For the group of participants who performed the downhill running intervention, at POST, MVIC and RFD0–200 decreased by ~ 25% [d = − 1.09 (95% CI − 1.88/− 0.24); P < 0.001; Fig. 2A] and ~ 15% [d = − 0.50 (− 1.26/0.30); P = 0.001; Fig. 2B], respectively. When normalized to the corresponding MVIC, RFD0–200 was ~ 11% greater at POST compared to PRE [d = 0.71 (− 0.10/1.48); P = 0.024; Fig. 2C]. Finally, no significant differences were found from PRE to POST for peak RFD (PRE = 7866 ± 3283 N s−1; POST = 7284 ± 2655 N s−1; d = 0.43 (− 0.15/0.10); P = 0.072) and for time to peak RFD (PRE = 0.054 ± 0.010 s; POST = 0.060 ± 0.015 s; d = − 0.39 (− 0.95/0.18); P = 0.965). For the group of participants who rested for equivalent length to the downhill running intervention, no changes were observed for MVIC, RFD0–200, and RFD0–200 normalized to MVIC (all P > 0.05; Fig. 2).

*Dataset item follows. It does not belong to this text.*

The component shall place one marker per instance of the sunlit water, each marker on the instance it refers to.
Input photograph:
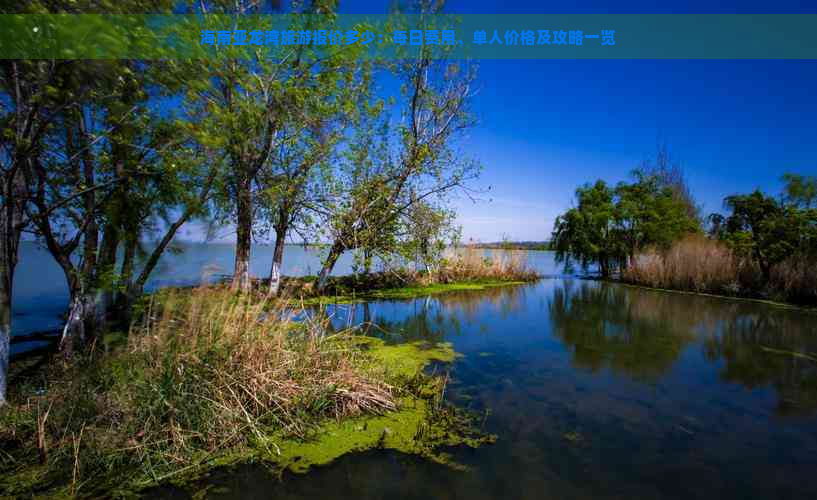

For the group of participants who performed the downhill running intervention, EMGmax showed a significant decrease of ~ 22% at POST [PRE: 0.28 ± 0.18 mV; POST: 0.22 ± 0.14 mV; d = − 0.37 (− 1.13/0.42); P = 0.038]. Absolute RER of the vastus lateralis muscle did not change at any time interval: 0–30 ms [PRE: 4.93 ± 2.84 mV; POST: 5.35 ± 2.64 mV; η2 = 0.086 (− 0.69/0.85); P = 0.311], 0–50 ms [PRE: 5.47 ± 3.64 mV; POST: 5.34 ± 2.84 mV; η2 = 0.017 (− 0.75/0.79); P = 0.650], or 0–75 ms [PRE: 4.03 ± 3.12 mV; POST: 3.89 ± 1.90 mV; η2 = 0.023 (− 0.55/0.99); P = 0.600]. Similar results were observed when RER was expressed as %EMGmax: RER0–30 [PRE: 2203 ± 1138%; POST: 3311 ± 2618%; d = 0.55 (− 0.25/1.31); P = 0.090], RER0–50 [PRE: 2278 ± 1147%; POST: 3052 ± 2037%; d = 0.47 (− 0.32/1.23); P = 0.153], and RER0–75 [PRE: 1504 ± 791%; POST: 2213 ± 1344%; d = 0.64 (− 0.17/1.41); P = 0.079].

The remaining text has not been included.